Playing against a Welsh team that was more physical than finesse, Pulisic was pummeled, punished and pounded. But he would not be put down.
He was bumped, bruised and battered. But he would not be beaten.
Tied, yes, but not beaten. That still leaves the U.S. with considerable control of its fate with group-play games against England and Iran ahead.
“I don’t know. I want to win,” Pulisic said when asked what drove him to keeping lifting himself off the well-manicured turf at Ahmad Bin Ali Stadium, only to get knocked down again. “I’m very competitive. I love this team so much. I’m honored to play in a World Cup for my country.
“So the least I can do is give it everything I have.”
Pulisic might have been the one constant for the U.S. in what proved to be a game of two halves.
The Americans came out aggressively, swarming to the ball in a first half during which they held the ball for 30 of the 45 minutes, outpassed Wales nearly two to one, and took the only shot on goal, which Weah put in the back of the net. It was Pulisic who made the goal happen, taking a chested ball off a pass from Josh Sargent near midfield and making a long broken-field run before pushing a pass forward for Weah, who split two defenders at the top of the box then flicked the ball by sliding Welsh keeper Wayne Hennessey.
“Playing with Christian is amazing,” Weah said. “Over the years we’ve gained a connection. Once he gets the ball, I just have to run it behind them.
“He fights for the team.

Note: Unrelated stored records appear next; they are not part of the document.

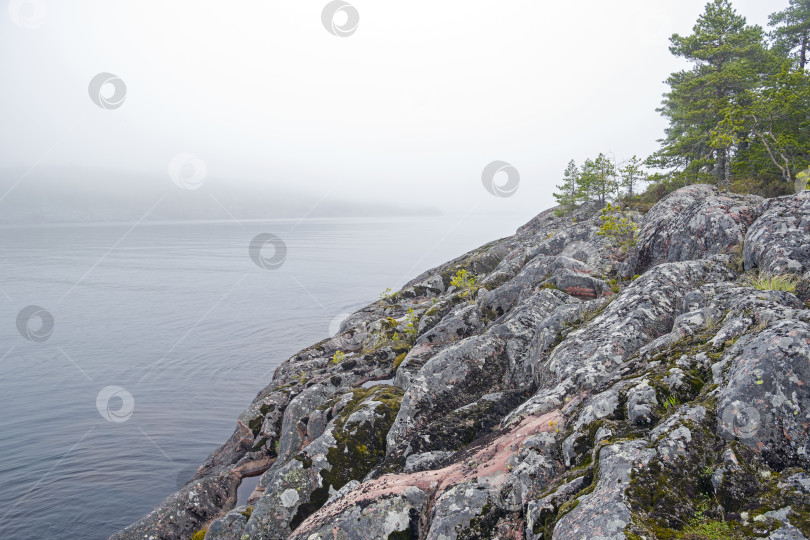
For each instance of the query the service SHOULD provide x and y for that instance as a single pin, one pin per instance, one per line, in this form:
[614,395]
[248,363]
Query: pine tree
[597,179]
[567,195]
[728,56]
[631,174]
[791,32]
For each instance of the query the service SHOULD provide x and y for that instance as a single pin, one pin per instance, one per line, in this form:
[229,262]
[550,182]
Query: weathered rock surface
[576,393]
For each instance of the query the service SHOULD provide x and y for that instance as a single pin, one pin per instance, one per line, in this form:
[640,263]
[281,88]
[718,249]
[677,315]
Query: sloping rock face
[577,393]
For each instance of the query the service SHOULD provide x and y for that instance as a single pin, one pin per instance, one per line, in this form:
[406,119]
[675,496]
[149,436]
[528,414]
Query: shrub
[465,282]
[619,230]
[411,324]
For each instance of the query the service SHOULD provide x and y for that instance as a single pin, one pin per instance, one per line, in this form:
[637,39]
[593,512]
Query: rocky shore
[570,392]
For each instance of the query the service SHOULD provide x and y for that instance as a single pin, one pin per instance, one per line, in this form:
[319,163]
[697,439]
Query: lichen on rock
[567,398]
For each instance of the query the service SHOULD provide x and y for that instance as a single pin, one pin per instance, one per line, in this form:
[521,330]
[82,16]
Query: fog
[266,97]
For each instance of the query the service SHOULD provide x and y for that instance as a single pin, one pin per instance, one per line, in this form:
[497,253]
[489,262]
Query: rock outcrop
[573,392]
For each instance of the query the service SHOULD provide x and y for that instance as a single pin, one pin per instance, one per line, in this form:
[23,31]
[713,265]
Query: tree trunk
[721,166]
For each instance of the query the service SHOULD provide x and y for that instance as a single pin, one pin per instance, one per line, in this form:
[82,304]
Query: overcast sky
[410,107]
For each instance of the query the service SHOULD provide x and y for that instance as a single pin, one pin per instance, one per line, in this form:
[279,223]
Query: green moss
[357,449]
[259,445]
[799,517]
[356,452]
[407,534]
[255,425]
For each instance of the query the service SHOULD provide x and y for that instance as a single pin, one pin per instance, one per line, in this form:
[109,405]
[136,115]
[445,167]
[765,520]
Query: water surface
[180,318]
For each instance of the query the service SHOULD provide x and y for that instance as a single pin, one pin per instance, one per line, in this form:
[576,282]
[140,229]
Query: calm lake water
[178,317]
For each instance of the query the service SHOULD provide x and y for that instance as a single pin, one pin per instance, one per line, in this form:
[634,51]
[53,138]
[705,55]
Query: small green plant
[411,324]
[619,230]
[465,282]
[765,281]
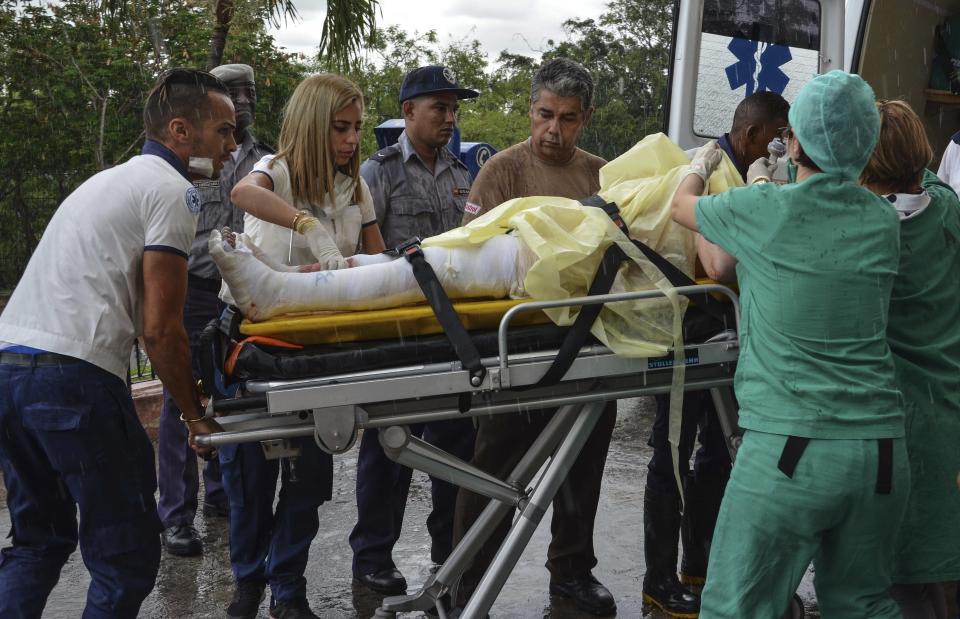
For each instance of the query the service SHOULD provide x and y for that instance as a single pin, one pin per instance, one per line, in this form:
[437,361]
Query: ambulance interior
[897,54]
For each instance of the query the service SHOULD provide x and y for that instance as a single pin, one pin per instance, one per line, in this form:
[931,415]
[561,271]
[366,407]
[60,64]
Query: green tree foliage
[628,53]
[72,83]
[74,74]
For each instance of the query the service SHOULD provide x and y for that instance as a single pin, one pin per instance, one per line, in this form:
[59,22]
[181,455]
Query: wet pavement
[202,586]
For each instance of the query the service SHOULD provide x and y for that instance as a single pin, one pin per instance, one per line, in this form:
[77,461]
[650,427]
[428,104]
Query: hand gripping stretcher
[320,392]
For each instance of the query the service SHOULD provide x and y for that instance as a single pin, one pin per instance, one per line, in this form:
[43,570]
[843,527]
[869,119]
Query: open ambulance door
[893,45]
[725,50]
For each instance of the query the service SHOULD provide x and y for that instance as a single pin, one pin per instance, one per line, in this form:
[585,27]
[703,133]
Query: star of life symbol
[758,66]
[192,200]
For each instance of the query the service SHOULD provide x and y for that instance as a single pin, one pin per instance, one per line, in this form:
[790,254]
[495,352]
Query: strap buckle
[407,249]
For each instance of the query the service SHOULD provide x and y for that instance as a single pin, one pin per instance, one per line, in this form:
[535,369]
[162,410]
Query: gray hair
[564,78]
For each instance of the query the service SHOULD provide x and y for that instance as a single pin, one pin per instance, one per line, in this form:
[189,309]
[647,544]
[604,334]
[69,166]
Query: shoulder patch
[192,200]
[385,153]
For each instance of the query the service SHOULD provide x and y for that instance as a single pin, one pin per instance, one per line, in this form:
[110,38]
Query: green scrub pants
[772,526]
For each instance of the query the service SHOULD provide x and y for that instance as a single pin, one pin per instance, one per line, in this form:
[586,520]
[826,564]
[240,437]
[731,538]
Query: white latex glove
[760,168]
[367,212]
[706,160]
[322,246]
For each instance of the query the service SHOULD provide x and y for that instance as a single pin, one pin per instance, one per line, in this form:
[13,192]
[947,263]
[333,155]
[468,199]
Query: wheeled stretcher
[332,385]
[421,379]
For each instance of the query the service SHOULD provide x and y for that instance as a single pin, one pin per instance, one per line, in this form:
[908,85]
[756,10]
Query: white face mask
[201,165]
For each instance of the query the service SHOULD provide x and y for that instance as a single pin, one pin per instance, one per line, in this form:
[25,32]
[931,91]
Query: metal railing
[140,367]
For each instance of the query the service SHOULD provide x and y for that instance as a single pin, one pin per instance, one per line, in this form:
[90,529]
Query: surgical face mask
[201,165]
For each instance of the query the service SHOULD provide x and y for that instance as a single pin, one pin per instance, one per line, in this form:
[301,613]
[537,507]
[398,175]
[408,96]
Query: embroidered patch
[192,200]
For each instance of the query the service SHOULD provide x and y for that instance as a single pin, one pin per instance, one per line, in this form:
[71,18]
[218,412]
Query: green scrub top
[924,335]
[815,264]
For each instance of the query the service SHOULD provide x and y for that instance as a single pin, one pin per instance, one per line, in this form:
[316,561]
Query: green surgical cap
[836,120]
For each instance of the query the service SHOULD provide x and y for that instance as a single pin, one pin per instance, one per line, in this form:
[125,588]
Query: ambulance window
[750,46]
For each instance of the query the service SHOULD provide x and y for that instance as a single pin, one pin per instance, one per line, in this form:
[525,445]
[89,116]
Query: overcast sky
[519,26]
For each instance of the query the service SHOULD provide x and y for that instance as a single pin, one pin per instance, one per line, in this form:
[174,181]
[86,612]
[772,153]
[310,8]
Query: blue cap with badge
[433,79]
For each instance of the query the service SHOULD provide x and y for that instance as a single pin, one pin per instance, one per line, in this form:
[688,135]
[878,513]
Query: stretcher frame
[333,409]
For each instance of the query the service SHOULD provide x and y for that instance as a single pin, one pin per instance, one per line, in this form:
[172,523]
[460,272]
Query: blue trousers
[71,444]
[382,487]
[177,462]
[266,544]
[699,417]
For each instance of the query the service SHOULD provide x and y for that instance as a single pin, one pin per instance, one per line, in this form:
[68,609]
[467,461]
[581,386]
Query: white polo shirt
[82,292]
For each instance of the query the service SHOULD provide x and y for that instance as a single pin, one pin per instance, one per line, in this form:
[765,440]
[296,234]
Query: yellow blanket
[568,242]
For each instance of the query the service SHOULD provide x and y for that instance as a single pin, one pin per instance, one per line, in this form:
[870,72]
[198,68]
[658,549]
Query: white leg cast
[489,270]
[276,265]
[362,260]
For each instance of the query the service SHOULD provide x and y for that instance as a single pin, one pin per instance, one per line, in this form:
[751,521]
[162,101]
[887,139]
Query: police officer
[111,266]
[177,471]
[419,189]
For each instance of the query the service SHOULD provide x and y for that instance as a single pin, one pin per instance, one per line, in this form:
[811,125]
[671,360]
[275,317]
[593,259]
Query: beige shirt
[518,173]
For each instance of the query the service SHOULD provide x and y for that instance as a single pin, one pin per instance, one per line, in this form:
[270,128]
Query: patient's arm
[718,264]
[488,270]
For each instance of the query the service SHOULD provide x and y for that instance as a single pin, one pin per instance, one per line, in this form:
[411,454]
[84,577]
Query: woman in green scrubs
[924,336]
[822,474]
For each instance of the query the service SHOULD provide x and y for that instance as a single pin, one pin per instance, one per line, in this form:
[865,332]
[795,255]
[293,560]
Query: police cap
[433,79]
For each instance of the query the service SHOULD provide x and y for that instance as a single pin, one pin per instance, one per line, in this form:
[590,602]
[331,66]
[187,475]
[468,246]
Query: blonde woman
[307,203]
[925,342]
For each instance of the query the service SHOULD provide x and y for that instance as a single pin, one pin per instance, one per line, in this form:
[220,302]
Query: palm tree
[346,25]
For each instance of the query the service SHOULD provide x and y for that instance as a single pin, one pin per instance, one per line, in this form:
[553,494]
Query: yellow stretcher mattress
[395,323]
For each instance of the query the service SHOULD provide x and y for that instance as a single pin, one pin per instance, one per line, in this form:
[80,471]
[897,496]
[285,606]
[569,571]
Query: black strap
[884,465]
[447,317]
[791,453]
[577,334]
[675,276]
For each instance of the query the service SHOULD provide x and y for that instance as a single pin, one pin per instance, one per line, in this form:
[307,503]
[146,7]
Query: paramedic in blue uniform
[111,266]
[756,122]
[177,469]
[419,189]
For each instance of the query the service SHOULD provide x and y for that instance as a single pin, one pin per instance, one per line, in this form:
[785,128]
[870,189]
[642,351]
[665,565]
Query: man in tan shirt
[548,164]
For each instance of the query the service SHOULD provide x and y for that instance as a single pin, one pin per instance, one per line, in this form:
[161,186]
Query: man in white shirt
[111,266]
[949,171]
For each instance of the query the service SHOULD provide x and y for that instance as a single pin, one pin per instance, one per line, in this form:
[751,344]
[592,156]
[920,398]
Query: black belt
[39,360]
[202,283]
[795,446]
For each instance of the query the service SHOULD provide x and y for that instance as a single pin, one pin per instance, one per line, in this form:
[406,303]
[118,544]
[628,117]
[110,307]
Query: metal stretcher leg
[465,475]
[532,513]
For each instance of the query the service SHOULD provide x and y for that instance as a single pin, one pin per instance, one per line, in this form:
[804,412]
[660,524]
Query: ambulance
[725,50]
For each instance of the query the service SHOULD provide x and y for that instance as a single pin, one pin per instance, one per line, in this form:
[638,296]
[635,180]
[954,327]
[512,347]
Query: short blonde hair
[305,136]
[903,150]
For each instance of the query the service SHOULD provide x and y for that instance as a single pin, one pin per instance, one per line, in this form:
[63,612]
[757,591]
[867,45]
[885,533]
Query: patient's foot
[268,260]
[245,275]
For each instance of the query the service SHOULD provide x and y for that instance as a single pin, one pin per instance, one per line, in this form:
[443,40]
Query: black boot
[703,494]
[661,534]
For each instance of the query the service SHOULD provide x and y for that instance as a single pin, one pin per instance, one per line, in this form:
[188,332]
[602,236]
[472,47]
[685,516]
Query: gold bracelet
[306,223]
[296,219]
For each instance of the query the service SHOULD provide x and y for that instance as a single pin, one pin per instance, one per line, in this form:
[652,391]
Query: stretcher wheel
[796,610]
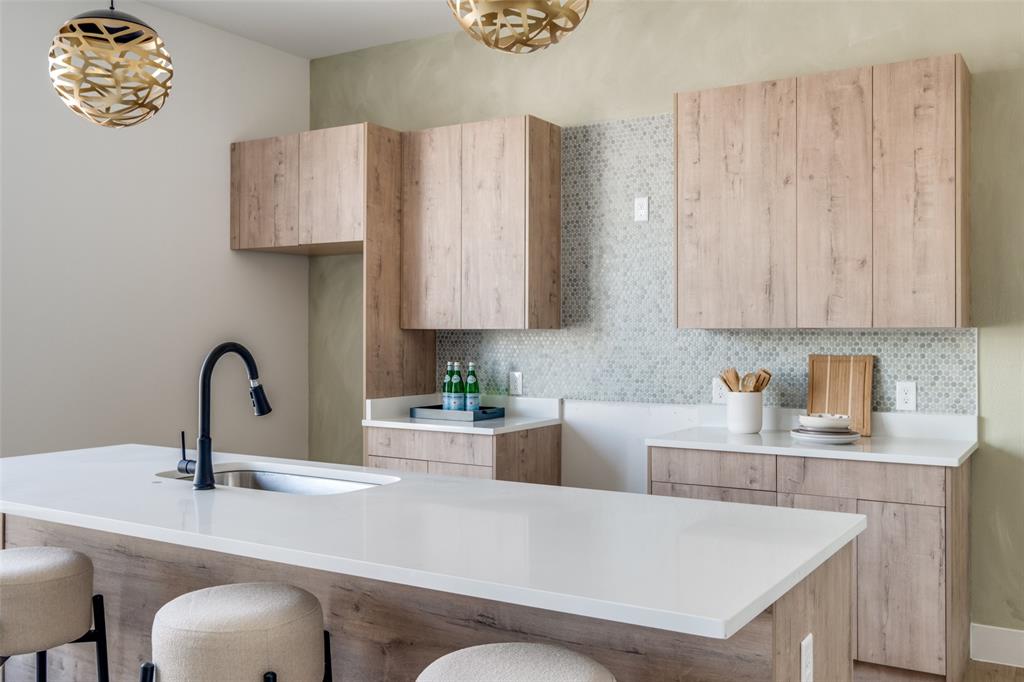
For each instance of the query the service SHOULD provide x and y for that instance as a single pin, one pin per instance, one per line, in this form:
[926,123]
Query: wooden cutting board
[842,385]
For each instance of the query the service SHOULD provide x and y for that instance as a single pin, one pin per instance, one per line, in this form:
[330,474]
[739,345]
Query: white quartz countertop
[692,566]
[930,452]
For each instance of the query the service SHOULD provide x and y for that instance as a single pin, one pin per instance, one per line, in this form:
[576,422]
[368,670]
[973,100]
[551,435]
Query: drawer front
[702,467]
[714,493]
[907,483]
[431,445]
[468,470]
[412,466]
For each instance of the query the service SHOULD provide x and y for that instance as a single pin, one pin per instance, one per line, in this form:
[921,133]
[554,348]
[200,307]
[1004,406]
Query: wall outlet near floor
[640,209]
[906,395]
[515,383]
[807,658]
[718,390]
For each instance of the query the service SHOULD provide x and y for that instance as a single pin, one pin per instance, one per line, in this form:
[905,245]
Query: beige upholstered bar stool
[248,632]
[46,600]
[515,662]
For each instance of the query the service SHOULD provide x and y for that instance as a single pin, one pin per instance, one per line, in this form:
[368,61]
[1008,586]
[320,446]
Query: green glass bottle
[446,388]
[472,388]
[458,388]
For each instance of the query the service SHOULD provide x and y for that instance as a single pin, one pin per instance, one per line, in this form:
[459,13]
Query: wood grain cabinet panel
[834,199]
[332,184]
[916,223]
[264,209]
[901,587]
[704,467]
[431,228]
[736,235]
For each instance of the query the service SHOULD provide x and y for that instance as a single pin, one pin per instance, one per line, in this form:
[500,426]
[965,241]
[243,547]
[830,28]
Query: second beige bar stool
[250,632]
[515,662]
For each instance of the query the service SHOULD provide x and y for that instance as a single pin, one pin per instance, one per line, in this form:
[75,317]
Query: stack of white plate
[825,430]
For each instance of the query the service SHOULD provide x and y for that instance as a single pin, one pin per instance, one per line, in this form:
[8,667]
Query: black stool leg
[40,666]
[328,674]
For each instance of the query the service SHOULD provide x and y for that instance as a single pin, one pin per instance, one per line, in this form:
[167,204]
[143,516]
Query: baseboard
[998,645]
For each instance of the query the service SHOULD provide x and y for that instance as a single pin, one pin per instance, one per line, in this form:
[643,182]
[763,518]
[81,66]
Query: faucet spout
[204,443]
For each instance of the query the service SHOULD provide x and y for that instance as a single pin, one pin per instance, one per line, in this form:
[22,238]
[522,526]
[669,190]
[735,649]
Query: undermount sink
[279,478]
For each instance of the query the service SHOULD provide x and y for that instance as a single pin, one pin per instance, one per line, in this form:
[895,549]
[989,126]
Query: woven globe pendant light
[518,26]
[111,68]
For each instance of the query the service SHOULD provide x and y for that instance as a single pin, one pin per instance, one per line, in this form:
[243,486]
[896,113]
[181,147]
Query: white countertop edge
[589,607]
[519,424]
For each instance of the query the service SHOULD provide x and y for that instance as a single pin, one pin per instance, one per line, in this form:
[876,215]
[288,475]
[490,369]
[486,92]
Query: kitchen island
[412,566]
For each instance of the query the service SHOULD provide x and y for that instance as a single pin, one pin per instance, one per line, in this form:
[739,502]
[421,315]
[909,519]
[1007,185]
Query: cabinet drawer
[412,466]
[714,493]
[468,470]
[702,467]
[432,445]
[863,480]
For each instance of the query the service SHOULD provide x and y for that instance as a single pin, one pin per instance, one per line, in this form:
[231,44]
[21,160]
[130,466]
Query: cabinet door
[914,207]
[332,197]
[834,199]
[265,193]
[736,223]
[901,587]
[494,224]
[431,228]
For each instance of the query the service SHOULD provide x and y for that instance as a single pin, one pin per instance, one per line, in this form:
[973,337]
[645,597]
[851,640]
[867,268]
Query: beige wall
[628,58]
[117,276]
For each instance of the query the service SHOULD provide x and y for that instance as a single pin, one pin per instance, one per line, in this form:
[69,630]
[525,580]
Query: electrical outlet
[515,383]
[718,390]
[640,209]
[906,395]
[807,658]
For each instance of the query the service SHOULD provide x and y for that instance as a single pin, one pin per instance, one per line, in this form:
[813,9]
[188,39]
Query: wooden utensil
[842,384]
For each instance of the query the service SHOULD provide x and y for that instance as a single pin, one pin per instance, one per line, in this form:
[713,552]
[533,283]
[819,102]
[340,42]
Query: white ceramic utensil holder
[742,412]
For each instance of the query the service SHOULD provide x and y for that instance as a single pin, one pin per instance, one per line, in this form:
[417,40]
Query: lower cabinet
[911,606]
[530,456]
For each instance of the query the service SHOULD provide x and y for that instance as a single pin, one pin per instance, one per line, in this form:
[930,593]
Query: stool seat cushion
[45,598]
[515,662]
[240,632]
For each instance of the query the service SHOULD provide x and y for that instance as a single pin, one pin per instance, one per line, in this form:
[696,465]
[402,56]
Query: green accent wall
[628,58]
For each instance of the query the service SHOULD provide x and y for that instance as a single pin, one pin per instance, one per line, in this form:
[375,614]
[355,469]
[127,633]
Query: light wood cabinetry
[481,226]
[911,607]
[833,200]
[529,456]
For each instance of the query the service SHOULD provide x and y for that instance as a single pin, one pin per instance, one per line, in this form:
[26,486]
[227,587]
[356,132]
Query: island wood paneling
[834,199]
[264,204]
[332,174]
[544,224]
[494,216]
[384,632]
[431,228]
[901,594]
[736,223]
[396,361]
[914,193]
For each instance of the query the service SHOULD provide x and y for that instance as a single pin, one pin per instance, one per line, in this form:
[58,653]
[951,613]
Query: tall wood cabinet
[481,225]
[832,200]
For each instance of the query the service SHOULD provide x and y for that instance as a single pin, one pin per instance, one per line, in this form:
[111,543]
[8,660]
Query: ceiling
[318,28]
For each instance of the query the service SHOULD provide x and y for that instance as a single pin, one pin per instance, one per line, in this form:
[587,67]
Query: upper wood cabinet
[833,200]
[737,206]
[481,225]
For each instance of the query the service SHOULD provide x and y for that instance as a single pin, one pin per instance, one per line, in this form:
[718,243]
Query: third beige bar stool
[515,662]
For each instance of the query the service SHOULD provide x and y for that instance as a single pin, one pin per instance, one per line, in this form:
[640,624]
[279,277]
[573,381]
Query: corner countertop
[691,566]
[520,414]
[893,450]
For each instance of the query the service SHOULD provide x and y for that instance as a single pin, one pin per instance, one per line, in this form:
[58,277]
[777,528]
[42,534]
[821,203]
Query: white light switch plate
[640,209]
[906,395]
[807,658]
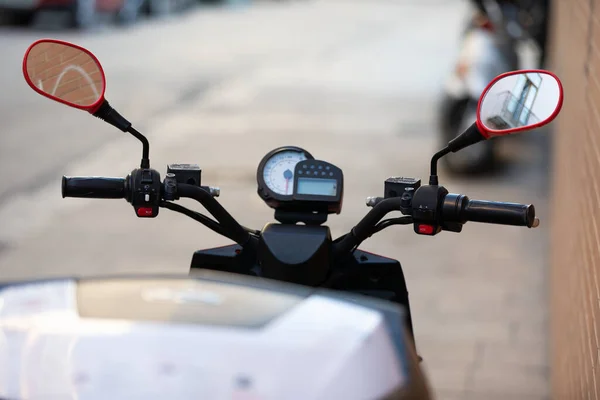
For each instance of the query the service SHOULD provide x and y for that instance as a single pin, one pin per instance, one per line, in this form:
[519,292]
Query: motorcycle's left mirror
[66,73]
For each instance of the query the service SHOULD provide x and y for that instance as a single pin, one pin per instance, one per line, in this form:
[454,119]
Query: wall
[65,72]
[575,248]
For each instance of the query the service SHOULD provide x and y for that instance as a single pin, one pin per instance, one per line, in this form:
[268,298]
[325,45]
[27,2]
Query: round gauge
[275,173]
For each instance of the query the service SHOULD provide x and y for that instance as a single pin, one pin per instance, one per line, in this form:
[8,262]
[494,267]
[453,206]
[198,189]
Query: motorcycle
[285,312]
[489,48]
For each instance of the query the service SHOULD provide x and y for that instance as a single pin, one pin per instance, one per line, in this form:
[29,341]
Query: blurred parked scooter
[489,47]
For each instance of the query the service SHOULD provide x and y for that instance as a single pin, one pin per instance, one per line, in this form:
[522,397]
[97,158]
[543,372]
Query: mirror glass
[518,101]
[61,71]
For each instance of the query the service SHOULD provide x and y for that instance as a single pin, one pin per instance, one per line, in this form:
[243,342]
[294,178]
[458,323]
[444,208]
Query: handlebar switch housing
[145,192]
[403,188]
[190,174]
[426,209]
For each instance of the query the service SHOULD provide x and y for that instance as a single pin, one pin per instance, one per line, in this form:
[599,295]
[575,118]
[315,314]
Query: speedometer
[275,175]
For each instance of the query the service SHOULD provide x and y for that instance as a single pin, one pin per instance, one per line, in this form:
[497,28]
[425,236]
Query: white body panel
[320,348]
[19,4]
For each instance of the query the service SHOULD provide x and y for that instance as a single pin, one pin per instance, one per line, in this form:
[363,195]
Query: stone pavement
[355,83]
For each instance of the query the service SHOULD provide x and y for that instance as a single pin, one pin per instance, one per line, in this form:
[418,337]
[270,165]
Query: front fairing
[175,338]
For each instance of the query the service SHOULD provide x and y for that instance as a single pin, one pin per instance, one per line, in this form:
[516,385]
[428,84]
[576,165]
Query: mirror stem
[469,137]
[108,114]
[145,147]
[433,180]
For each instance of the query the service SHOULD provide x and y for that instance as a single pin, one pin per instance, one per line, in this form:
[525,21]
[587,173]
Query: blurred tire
[456,116]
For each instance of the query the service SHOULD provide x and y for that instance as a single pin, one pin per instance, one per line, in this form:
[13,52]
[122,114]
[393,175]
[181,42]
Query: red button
[426,229]
[145,212]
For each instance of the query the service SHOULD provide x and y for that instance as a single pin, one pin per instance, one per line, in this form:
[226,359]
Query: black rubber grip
[93,187]
[493,212]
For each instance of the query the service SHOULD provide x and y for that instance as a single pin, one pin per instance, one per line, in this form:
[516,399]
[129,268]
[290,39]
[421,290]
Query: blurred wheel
[84,14]
[131,10]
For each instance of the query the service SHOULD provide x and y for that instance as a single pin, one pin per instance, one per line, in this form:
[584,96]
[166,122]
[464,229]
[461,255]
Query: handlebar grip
[93,187]
[499,213]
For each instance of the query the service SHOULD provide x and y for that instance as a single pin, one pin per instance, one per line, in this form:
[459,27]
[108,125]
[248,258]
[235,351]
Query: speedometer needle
[287,174]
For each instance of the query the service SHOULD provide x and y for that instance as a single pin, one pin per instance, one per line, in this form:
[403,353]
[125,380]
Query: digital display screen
[317,187]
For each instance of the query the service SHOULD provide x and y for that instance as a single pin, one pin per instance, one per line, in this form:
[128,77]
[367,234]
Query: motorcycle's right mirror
[518,101]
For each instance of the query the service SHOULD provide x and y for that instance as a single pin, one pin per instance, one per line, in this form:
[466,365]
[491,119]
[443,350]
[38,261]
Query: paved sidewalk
[355,83]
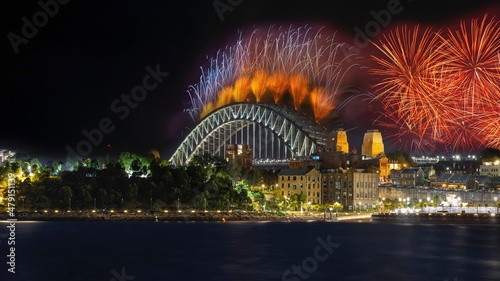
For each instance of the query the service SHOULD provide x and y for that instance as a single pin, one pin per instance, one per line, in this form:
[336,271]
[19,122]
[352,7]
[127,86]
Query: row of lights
[138,211]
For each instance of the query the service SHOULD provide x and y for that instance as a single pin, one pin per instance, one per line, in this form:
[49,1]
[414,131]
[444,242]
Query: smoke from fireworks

You can’t ask for anything [more]. Definitely a leader.”
The score gave Weah one more World Cup goal than his father George, who before becoming president of Liberia was a three-time African player of the year and a former world player of the year. Yet despite his achievements, he never played in a World Cup.
The U.S. could get no more despite its early domination. Some opening-night jitters and fatigue among the young Americans combined with a couple of halftime adjustments by Wales allowed the Welsh to dominate the second half. Bale eventually pulled his team even when his left-footed blast from the penalty spot got by Turner, who guessed correctly by diving to his right, but couldn’t get enough of his gloved hands on the shot to stop it.
Turner was nearly burned by Bale again deep in stoppage time. After the keeper sprinted well off his line to break up a counterattack, Bale ran to the loose ball just inside the U.S. half and began lining up a shot at the distant but open net before Kellyn Acosta grabbed his LAFC teammate around the shoulders to prevent the shot.
“A professional foul,” Zimmerman said of Acosta’s quick thinking, which earned him a yellow card.
“We talked about it before the game — every play matters,” said U.S. coach Gregg Berhalter, the only American to play and manage the U.S. in a World Cup. “Every single play can have an outcome on the game.”
What matters now is how the U.S. responds to a draw that felt a little like a loss.
“It’s disappointing for sure after such a good start,” Pulisic said. “A point in the first game, it’s better than none. We have to move on, learn from this. It’s our first World Cup game. Now it’s just time to focus on the next one.”
Added Turner of the challenge ahead: “If it was easy, everyone would do it. For us, it’s focusing on the fact that it was a good start. You take a point and you keep moving forward.”